Tesla eventually threw his lot in with George Westinghouse, a successful entrepreneur who was also in a feud with Edison. As a young man, Westinghouse invented the railway air brake, and by the 1880s he had thrown all his resources into the exciting new business of electricity. Unlike Edison, he believed in the merits of AC which – though less safe – could carry electricity over much greater distances than DC.


The winning combination of Tesla’s engineering genius and Westinghouse’s business acumen were enough to persuade city after city to adopt AC as the best means to bring electricity to the masses. The more expensive DC system Edison pioneered in New York failed to catch on.

It didn’t end well for Edison and his campaign. He ended up a marginalised figure in his own company which, through a merger, had now become Edison General Electric. The final blow was dealt in 1892. Company bosses finally gave up the DC fight and adopted AC. To add insult to injury, they also dropped Edison from the company name. It was now to be known as General Electric.


The elephant in the room – did Edison kill Topsy?


The war of the currents was bitterly fought. Edison – furious that Tesla and Westinghouse were stealing a march on his invention – resorted to playing dirty. Convinced that AC was dangerous, he decided to prove it himself.

Legend has it that Edison organised a spectacular PR stunt to definitively show the dangers of AC. On New York’s Coney Island amusement park, he is said to have electrocuted a live African elephant, named Topsy, in front of a crowd of 1,500 people.



So, did this actually happen? Animal lovers might want to skip ahead to the next section…


Sadly, Topsy the elephant did meet her end through electrocution on Coney Island. But it happened in 1903 – a good decade after the war of the currents had ended. It was organised by the owners of the site on Coney Island, who declared that Topsy was too badly behaved to be kept under control. She had already killed three people by this stage, including a handler who tried to feed her lit cigarettes.

Edison isn’t completely in the clear though. He did instigate the electrocution of horses in his efforts to smear AC. By 1903, he had long since moved on to his latest passion project – film (Edison patented the first film projector in 1897). Edison may not have been present at Coney Island, but a camera crew from the Edison Film Company were. A week later they released a short film – believed to be the first to show death on screen – documenting the macabre spectacle.


The case for DC in 2022

Clearly AC was the outright winner in the war of the currents. But unlike the Betamax or the Minidisc, this losing format never went away.

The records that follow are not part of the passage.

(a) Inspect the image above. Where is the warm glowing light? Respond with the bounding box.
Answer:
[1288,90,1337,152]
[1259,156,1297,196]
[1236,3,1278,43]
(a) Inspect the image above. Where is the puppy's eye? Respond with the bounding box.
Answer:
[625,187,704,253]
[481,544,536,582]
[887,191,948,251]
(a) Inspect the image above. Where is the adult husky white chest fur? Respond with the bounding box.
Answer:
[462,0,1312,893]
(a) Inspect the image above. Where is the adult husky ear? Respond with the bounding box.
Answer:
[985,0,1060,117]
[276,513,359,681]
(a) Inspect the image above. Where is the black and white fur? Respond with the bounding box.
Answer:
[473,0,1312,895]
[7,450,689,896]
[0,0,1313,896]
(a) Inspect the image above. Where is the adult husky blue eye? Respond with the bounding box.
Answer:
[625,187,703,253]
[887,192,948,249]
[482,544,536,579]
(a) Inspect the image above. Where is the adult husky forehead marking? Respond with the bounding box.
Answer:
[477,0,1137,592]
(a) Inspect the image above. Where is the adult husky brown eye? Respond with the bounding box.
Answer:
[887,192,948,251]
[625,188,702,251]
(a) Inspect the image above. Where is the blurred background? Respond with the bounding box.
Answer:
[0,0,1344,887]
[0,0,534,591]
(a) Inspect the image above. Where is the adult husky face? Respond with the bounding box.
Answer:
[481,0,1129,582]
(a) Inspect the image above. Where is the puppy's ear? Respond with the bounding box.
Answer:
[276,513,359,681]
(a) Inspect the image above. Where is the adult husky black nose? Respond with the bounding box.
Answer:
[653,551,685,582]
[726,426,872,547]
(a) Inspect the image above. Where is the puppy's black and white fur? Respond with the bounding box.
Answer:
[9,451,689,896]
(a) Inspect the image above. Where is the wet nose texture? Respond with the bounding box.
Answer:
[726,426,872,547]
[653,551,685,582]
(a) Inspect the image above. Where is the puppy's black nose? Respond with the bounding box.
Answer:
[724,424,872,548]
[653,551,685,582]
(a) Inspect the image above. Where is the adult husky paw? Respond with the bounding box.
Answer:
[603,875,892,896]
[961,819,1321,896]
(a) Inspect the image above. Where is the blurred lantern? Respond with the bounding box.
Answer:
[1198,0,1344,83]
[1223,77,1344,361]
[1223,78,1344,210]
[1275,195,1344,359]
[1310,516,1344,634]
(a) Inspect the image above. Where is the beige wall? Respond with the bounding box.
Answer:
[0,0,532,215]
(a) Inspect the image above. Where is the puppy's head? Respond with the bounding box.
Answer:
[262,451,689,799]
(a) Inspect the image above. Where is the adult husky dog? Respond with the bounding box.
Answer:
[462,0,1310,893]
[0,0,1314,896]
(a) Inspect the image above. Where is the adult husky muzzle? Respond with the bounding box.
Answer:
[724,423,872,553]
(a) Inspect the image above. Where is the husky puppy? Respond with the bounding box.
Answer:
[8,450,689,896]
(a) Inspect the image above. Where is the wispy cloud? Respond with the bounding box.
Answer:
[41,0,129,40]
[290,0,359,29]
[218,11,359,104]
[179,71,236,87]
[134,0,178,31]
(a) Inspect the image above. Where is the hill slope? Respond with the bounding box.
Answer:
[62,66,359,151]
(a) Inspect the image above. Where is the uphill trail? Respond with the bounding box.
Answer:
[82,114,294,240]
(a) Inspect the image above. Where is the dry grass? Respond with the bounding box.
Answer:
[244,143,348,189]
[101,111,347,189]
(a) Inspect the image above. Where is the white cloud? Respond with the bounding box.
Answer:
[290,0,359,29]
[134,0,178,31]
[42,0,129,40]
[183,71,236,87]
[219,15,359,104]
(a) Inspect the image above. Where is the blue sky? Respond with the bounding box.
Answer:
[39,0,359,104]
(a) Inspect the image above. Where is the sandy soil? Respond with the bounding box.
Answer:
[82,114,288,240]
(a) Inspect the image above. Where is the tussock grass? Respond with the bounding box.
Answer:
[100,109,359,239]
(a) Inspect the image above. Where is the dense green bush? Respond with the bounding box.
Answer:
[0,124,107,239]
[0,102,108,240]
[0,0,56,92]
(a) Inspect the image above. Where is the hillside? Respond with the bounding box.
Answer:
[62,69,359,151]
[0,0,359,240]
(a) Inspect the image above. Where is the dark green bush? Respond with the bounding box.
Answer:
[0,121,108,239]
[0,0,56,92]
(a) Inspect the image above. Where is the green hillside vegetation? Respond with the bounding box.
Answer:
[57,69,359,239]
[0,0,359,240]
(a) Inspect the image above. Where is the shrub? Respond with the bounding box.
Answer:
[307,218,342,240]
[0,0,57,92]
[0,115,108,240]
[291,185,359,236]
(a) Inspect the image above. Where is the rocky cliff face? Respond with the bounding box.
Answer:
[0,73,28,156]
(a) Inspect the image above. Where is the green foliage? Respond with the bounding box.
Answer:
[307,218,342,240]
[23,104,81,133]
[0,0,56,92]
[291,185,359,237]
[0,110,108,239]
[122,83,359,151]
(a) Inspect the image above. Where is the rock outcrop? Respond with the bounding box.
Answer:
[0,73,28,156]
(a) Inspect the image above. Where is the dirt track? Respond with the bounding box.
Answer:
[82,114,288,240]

The device you’re reading this newsletter on is powered by DC. And with the evolution of technology, we long ago solved the issue of moving DC over large distances. In fact, plans are underway for a subsea cable to carry wind and solar power over 2,000 miles from Morocco to the UK using high-voltage direct current (HVDC) – something which would not be possible with AC. The even more ambitious Sun Cable project will soon be exporting the power of the sun 4,000 miles from Australia to Singapore.


More than a century after losing the war of the currents, might DC finally have its moment?


Campaign groups like the EMerge Alliance exist today to promote direct current, citing many of the same benefits Edison was preaching back in the 19th century.


As we explored in a previous video on nuclear fusion, there is a pressing need to explore sustainable sources of energy as we wean ourselves off fossil fuels. And don’t forget – there are still almost a billion people on the planet who do not yet have access to electricity.


Whereas AC tends to use carbon-heavy methods of generation, DC works with generators like solar panels which – being powered by the sun – are DC by default. This means that DC generators can be set up in cities, towns and villages without polluting the environment with harmful fumes.

It’s a slightly different argument to the one Edison was making 140 years ago, but in one important sense he has been proved right. If DC can help to decarbonise our energy supply, then it really will be the safer and better option, for us and for the planet.